One frequent missive told me that the requirement for a driver's licence was a myth. Also: you didn't have to pay taxes if you didn't want to! These emails were coming from a small subsection of the right wing fringe in the United States, so I just rolled my eyes.
Imagine my surprise when I learned that this myth had taken firm root here in Canada.
Last week, we heard about a Fort Langley man who was stopped in Chilliwack for driving without a licence.
Tyler Olson of our sister paper, the Chilliwack Times, relayed the strange series of rationalizations the man gave to a very perplexed judge: he was a "natural person" and, as such, didn't have to get a driver's licence.
Chilliwack must be a popular spot for these guys, since it was earlier this January that a Chilliwack man, Russell Porisky, and his wife Elaine Gould had been found guilty of failing to pay tax on $1.12 million of income, and of counselling his students to commit fraud.
Porisky, now appealing, was running the Paradigm Educational Group, which ran seminars encouraging folks to consider themselves, you guessed it, "natural persons."

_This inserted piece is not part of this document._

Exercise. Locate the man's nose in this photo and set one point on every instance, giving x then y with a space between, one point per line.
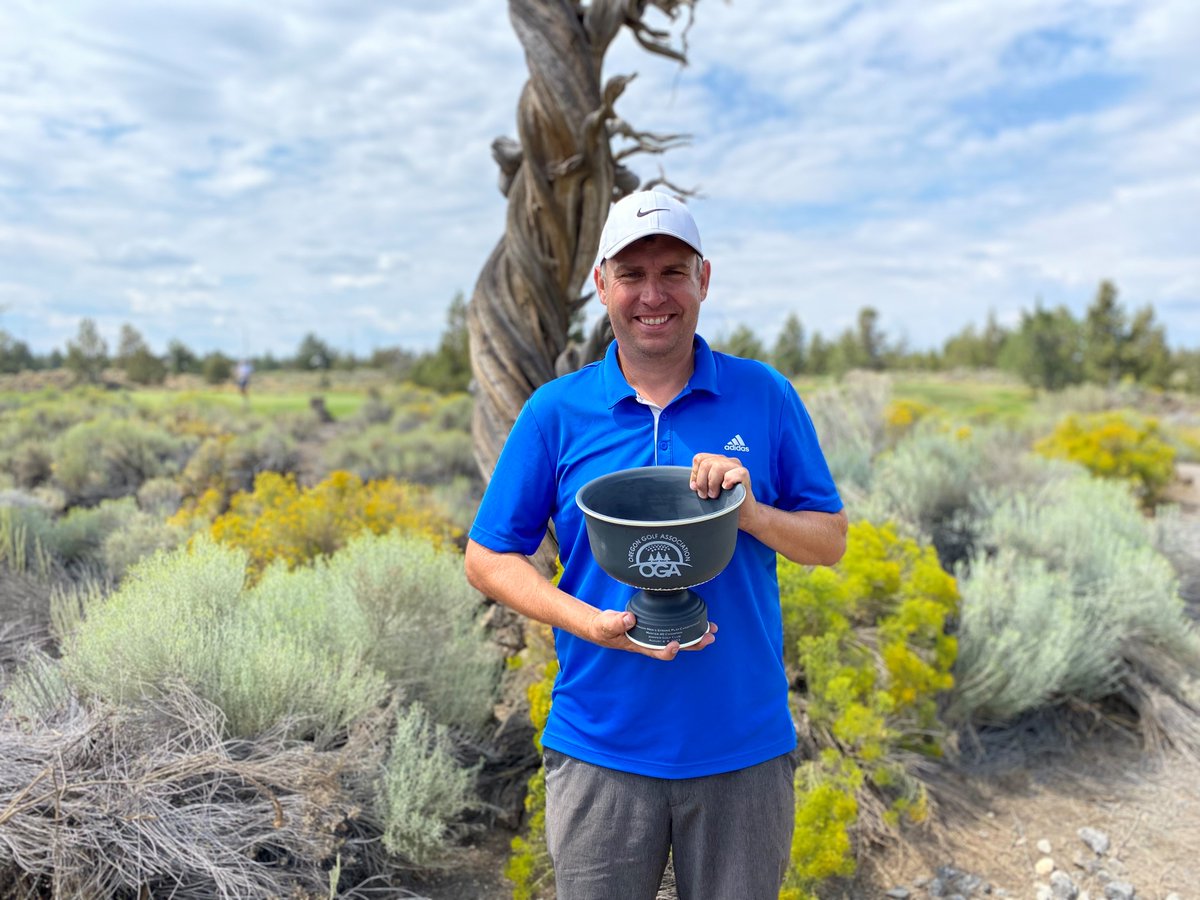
654 289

Porisky's philosophy, whether spread by him or others, has led to a scattering of tax prosecutions around the country, from B.C. to Manitoba.
The natural person movement is a weird cross between a political philosophy, a scam and a cult.
There are plenty of people who believe in less (or no) government, or radically different forms of government. But libertarians, anarchists and radical socialists all recognize that the government, you know, actually exists. They don't pretend that it can't throw you in jail.
Natural persons nuts seem to believe that a few semantic tricks - one website on the Canadian movement had an extensive, baffling section on grammar - can make you invisible to the taxman and other authorities.
They believe that a natural person is distinct from a legal person.
If you don't get a driver's licence, don't sign contracts and don't use your SIN card, you have a kind of magical get-out-of-jail-free card, they will tell you.
The thing that offends me the most about these guys isn't that they believe they shouldn't have to pay taxes.
It's that they're amazingly, staggeringly lazy.
A real revolutionary tries to free everyone. They kick and bite and claw and scream and try to do something about the state of the world.
The Occupy Movement and the Tea Party come from very different places, but they have passion in common.
By contrast, "natural persons" are happy to drive, unlicensed, on roads paid for with someone else's taxes. They're happy to put one over on the government, and to think themselves smarter than the rest of us, who are clearly idiots and dupes.
They're pleased to have the benefits of a largely taxpaying society, which they believe they can opt out of whenever it suits them.
They don't want to really change things for anyone else.
It's a sad, strange little world they inhabit.